A platform rotates at an angular speed of 2.2 rad/s. A block rests on this platform a distance of 0.3m from the axis. (friction coefficient .5) Without any external torgue acting on the system, the block is moved toward the axis. Ignore the moment of inertia of the platform. Determine the smallest distance (in cm) from the axis the block can be relocated and still remain in place as the platform rotates

Question

A platform rotates at an angular speed of 2.2 rad/s. A block rests on this platform a distance of 0.3m from the axis. (friction coefficient .5) Without any external torgue acting on the system, the block is moved toward the axis. Ignore the moment of inertia of the platform. Determine the smallest distance (in cm) from the axis the block can be relocated and still remain in place as the platform rotates

Answer 1

The moment of inertia of the platform with block will decrease as the block is pushed toward the center. This will cause the angular velocity of the platform to increase. When calculating the moment of inertia and angular velocity of block distance R, ignore the I of the platform (because they tell you to. (It seems an unrealistic assumption to me). The centripetal acceleration of the block will increase as it moves to the center. At some radial distance form the axis, a static friction coefficient of 0.5 will be necessary to keep the block from slipping. That will be the answer.

Answer 2

To determine the smallest distance from the axis the block can be relocated and still remain in place as the platform rotates, we need to consider the centripetal force acting on the block.
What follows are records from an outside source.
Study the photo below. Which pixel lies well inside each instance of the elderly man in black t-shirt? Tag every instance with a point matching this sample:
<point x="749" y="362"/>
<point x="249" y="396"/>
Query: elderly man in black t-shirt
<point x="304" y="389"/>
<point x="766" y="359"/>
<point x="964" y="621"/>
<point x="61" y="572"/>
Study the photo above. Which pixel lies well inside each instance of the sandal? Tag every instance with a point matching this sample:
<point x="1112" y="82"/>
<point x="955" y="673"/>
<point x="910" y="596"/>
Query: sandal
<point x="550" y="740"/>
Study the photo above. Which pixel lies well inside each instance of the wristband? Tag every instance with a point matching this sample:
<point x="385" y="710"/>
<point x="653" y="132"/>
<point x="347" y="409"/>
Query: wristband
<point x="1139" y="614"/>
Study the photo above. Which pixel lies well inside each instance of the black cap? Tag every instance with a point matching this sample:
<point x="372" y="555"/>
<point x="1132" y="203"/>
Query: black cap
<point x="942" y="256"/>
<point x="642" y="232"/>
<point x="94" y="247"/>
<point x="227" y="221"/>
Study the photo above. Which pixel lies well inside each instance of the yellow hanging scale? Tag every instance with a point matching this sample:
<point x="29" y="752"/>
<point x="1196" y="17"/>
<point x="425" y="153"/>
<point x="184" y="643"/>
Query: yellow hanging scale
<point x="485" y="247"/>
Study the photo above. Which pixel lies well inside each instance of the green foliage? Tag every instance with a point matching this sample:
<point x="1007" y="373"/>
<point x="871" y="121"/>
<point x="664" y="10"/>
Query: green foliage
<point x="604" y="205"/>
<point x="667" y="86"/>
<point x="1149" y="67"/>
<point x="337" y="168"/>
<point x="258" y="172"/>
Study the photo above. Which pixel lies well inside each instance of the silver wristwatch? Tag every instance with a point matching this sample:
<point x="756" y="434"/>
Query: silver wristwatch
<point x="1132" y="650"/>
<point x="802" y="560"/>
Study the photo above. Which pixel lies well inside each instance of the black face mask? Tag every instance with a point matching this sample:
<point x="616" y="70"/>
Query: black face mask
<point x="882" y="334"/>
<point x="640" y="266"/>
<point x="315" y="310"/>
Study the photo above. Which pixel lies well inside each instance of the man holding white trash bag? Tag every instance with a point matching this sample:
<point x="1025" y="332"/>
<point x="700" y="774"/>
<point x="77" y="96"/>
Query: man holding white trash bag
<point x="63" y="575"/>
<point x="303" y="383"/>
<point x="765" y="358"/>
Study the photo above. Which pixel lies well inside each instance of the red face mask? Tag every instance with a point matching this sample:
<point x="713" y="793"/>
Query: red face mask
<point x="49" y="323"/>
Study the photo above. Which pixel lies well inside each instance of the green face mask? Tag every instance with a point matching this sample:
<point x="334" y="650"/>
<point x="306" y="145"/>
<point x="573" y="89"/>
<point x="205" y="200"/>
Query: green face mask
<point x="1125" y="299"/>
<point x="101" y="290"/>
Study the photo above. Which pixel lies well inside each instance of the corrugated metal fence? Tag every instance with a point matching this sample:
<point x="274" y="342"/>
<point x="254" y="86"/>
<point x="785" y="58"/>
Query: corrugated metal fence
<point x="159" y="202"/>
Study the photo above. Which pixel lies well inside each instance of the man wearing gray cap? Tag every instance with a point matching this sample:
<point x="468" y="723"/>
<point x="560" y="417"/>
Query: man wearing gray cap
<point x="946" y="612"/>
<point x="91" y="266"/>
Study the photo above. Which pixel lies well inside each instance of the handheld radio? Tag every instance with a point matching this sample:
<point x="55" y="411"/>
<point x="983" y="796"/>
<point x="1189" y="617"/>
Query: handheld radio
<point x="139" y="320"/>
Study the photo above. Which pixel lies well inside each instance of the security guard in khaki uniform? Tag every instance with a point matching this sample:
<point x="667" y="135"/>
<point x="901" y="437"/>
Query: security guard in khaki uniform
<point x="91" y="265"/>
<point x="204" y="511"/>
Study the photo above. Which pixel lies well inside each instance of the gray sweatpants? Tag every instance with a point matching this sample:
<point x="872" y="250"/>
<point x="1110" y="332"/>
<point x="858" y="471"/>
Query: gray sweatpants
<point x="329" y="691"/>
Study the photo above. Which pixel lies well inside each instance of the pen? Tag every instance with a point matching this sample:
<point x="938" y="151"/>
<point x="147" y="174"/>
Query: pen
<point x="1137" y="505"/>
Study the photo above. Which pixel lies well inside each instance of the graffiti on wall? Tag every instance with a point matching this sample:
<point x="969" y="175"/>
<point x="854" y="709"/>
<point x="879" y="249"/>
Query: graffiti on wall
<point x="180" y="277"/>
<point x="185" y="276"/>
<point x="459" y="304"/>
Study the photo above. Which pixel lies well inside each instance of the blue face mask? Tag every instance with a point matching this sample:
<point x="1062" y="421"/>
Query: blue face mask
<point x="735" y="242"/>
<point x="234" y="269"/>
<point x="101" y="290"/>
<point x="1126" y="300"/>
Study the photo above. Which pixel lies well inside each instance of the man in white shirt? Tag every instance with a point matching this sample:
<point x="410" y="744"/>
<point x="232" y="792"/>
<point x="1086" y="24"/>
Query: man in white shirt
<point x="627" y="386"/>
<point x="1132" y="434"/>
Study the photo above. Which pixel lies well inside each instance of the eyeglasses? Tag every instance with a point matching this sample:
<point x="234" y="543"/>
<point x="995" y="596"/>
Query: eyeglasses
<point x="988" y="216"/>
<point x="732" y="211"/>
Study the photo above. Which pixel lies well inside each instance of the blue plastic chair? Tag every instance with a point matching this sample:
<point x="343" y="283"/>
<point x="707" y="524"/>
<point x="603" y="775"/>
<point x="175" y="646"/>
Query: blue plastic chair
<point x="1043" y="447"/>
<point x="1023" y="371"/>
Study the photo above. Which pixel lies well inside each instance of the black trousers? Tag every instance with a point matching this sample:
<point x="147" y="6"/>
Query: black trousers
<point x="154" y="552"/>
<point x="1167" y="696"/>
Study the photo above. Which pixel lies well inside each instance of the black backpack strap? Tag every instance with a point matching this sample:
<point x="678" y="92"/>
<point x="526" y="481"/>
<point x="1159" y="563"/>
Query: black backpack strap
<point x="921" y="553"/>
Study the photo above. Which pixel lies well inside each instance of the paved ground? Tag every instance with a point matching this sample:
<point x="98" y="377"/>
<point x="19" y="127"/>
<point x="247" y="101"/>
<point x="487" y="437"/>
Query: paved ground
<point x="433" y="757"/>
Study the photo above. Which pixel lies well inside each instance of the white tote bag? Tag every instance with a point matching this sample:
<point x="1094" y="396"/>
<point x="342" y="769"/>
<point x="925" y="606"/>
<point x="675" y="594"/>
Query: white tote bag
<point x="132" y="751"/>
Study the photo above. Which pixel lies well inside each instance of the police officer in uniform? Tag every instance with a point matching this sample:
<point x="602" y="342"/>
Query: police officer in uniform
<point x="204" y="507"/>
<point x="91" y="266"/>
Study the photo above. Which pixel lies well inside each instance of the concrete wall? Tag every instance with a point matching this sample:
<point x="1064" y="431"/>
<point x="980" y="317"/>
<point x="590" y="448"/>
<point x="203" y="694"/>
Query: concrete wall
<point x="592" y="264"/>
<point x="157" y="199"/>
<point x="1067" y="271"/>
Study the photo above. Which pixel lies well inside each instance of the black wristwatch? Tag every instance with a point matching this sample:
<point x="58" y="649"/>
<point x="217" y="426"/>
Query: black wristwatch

The centripetal force is given by the formula:

F = (m * ω^2 * r)

Where:
F is the centripetal force
m is the mass of the block
ω is the angular speed of the platform in radians per second
r is the distance of the block from the axis of rotation

In this case, we need to find the smallest value of r that still allows the block to remain in place, which means that the frictional force between the block and the platform must be equal to the centripetal force acting on the block.

The frictional force is given by the formula:

F_friction = μ * N

Where:
μ is the coefficient of friction
N is the normal force acting on the block

The normal force is equal to the weight of the block, which is given by:

N = m * g

Where:
g is the acceleration due to gravity

Since the block is stationary, the frictional force must equal the centripetal force:

F_friction = F

Therefore,

μ * N = m * ω^2 * r

Substituting the expression for N:

μ * (m * g) = m * ω^2 * r

Simplifying:

μ * g = ω^2 * r

Now, we can solve for r:

r = (μ * g) / ω^2

Given that the friction coefficient μ is 0.5, the acceleration due to gravity g is approximately 9.8 m/s^2, and the angular speed ω is 2.2 rad/s, we can calculate the value of r:

r = (0.5 * 9.8) / (2.2^2)

r ≈ 1.11 m

Finally, converting this distance from meters to centimeters:

r ≈ 111 cm

Therefore, the smallest distance from the axis the block can be relocated while still remaining in place as the platform rotates is approximately 111 cm.